Resistance to azoles is increasing (3). In cases of invasive disease the majority of resistance is caused by mutation in the gene encoding the target enzyme, Cyp51A. Strains with one resistant allelic variant dominate in this setting and harbor both a tandem repeat in the cyp51A promoter (TR34) and a secondary nonsynonymous mutation within its coding sequence (L98H). These strains are often pan-azole resistant and acquired from the environment (4). Importantly, however, recent work (5) has shown that the most significant burden of disease caused by A. fumigatus relates to its chronic forms of infection that last many months or years. Patients with these conditions receive long-term therapy with azole drugs and resistance usually occurs through non–target-mediated mechanisms arising from mutations acquired during growth of the fungus within the lung under azole treatment pressure (6). One theory to account for this discrepancy in resistance profiles is that the stress responses used by the fungus to survive in the host allow first tolerance of low azole levels and then, after mutation, frank resistance to the drug.

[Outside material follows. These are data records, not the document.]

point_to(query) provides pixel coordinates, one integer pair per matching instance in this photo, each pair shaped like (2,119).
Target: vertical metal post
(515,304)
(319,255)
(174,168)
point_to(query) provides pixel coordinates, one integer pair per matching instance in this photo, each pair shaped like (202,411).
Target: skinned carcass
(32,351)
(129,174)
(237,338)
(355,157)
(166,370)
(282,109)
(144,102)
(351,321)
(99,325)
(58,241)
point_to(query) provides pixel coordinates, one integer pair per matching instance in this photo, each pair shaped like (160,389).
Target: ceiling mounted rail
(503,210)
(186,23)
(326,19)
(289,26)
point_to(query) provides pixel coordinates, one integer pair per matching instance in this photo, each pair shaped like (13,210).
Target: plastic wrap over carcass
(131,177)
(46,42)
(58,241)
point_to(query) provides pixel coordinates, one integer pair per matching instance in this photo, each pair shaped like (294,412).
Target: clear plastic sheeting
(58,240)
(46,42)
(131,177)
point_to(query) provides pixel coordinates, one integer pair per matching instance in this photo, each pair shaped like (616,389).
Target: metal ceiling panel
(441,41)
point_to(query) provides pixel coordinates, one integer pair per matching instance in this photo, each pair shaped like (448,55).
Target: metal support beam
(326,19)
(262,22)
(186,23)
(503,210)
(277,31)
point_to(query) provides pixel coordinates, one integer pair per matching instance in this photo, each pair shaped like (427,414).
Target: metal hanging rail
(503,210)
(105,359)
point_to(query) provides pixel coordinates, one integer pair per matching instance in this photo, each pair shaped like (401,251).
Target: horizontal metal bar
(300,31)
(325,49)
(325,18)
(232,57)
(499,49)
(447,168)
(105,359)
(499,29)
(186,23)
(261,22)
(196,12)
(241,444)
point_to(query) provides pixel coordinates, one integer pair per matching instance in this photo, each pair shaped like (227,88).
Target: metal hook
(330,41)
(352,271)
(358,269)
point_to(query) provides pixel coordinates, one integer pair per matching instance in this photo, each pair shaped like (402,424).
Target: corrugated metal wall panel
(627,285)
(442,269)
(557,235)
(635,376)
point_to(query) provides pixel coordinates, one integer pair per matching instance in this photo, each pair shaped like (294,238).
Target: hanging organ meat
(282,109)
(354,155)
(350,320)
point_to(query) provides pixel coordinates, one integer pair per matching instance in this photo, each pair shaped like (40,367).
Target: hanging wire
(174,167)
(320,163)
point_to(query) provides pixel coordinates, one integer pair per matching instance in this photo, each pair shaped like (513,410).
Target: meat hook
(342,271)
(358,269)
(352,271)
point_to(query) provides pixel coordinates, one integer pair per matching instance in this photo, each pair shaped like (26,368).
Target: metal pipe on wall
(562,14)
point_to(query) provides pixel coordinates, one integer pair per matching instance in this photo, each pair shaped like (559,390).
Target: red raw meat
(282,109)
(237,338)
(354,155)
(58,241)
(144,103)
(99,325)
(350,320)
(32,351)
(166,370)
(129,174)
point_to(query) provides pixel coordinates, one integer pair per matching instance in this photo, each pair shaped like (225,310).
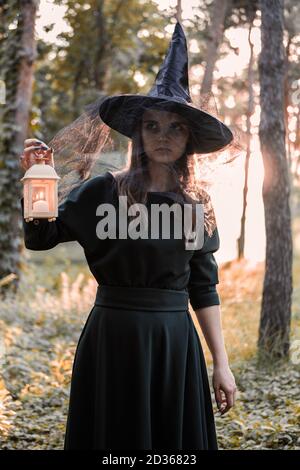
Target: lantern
(40,192)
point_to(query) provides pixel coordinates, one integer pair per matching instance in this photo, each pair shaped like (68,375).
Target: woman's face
(165,135)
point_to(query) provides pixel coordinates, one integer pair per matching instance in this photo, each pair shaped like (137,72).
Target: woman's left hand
(224,387)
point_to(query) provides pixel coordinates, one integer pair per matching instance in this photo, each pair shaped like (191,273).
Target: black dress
(139,378)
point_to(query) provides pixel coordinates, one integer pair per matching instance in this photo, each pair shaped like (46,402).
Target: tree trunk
(275,319)
(17,52)
(241,239)
(216,29)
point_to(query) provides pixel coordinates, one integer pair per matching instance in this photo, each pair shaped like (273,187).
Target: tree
(275,319)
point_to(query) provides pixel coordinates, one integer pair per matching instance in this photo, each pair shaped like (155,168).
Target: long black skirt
(139,378)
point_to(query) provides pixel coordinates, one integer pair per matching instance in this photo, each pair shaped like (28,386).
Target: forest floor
(40,327)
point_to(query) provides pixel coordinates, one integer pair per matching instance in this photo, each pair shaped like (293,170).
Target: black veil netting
(88,146)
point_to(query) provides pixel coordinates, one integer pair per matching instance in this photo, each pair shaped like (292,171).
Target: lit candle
(40,206)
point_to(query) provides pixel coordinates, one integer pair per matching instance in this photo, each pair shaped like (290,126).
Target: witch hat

A considerable body of evidence concerning mechanisms of non–target-mediated azole resistance has accumulated in recent years (Table 1). The observed mechanisms include mitochondrial respiratory function, calcium signaling, cell wall processes, and efflux pumps—a similar resistance landscape to that observed in yeast fungi such as Candida albicans. Several of these mechanisms are related to environmental stress conditions such as hypoxia and oxidative damage that may also lead directly to drug resistance phenotypes.